Creative Sustenance

Culinary and other adventures in foraging, gardening, urban farming and more, in Wisconsin and the Midwest.

Beechnuts - a union break from shelling

I'm really just making this blogpost as an excuse to take a break from the finger-fatiguing work of shelling beechnuts. Beechnuts are one of my favorite wild nuts to eat, but also one of the most tedious to shell. They're tiny, a challenge to hang onto, and require a little more finesse, and therefore focus, than, say, butternuts or walnuts, which you can just whack with a hammer. Beechnuts need to practically be peeled from their smooth three-sided carapace. Not a job for a blunt instrument or a distracted frame of mind. 

A small pile of even smaller autumn beechnuts.

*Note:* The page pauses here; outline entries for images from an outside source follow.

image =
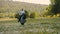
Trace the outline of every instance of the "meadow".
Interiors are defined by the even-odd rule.
[[[0,19],[0,34],[60,34],[60,18],[27,19],[24,26],[17,19]]]

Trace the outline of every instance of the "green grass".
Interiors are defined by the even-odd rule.
[[[60,34],[60,18],[27,19],[24,26],[17,20],[0,21],[0,34]]]

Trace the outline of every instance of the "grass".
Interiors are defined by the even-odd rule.
[[[60,18],[27,19],[24,26],[17,20],[0,20],[0,34],[60,34]]]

My process is, in fact, to peel one of the three sides with a knife while pinching the back-side joint of the other two sides with the fingers of my other hand. I peel from upper point downward to the bulbous bottom, hopefully removing the shell side in one piece, whereupon I hope to use my thumbnails to pry apart the remaining shell sides to release the nutmeat within, whole. That's the way it usually works anyway, and the nut will practically fall out of its little teepee. Once in a while though, it requires more effort with the knife edge on one of the other shell sides. 

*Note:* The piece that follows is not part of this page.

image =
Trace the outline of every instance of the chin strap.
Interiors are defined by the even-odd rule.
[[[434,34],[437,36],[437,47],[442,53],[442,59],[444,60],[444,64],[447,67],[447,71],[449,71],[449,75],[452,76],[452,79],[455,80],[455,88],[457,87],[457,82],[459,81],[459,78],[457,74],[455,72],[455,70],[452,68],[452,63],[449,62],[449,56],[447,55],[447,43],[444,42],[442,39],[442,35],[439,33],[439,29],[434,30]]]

Here's a nutmeat (center foreground) revealing itself from its shell after I peeled one side off (it's still attached, like a drawbridge). The three leaves of a shell lie around another nutmeat to the right. Whole unshelled nuts on the left and shelled nutmeats on the upper right.

It's not necessarily a slow process. I can average two or three beechnuts per minute, depending on their size and how smoothly I'm able to perform the initial cut. But when the reward is a nutmeat the size of a pea and an hour worth of concentrated effort yields a third of a cup, it can seem more tedious than it probably actually is. But isn't it true that the best things often require the most effort? 

Shelled beechnuts. The papery skin, or testa, should be removed if possible. I'll rub a handful of nuts gently together between my palms to loosen the testa and then winnow it away.

Well, breaks over...back to work. I'll share how we use these beechnuts in the kitchen when we're done shelling. Talk to you again in a few months then I guess.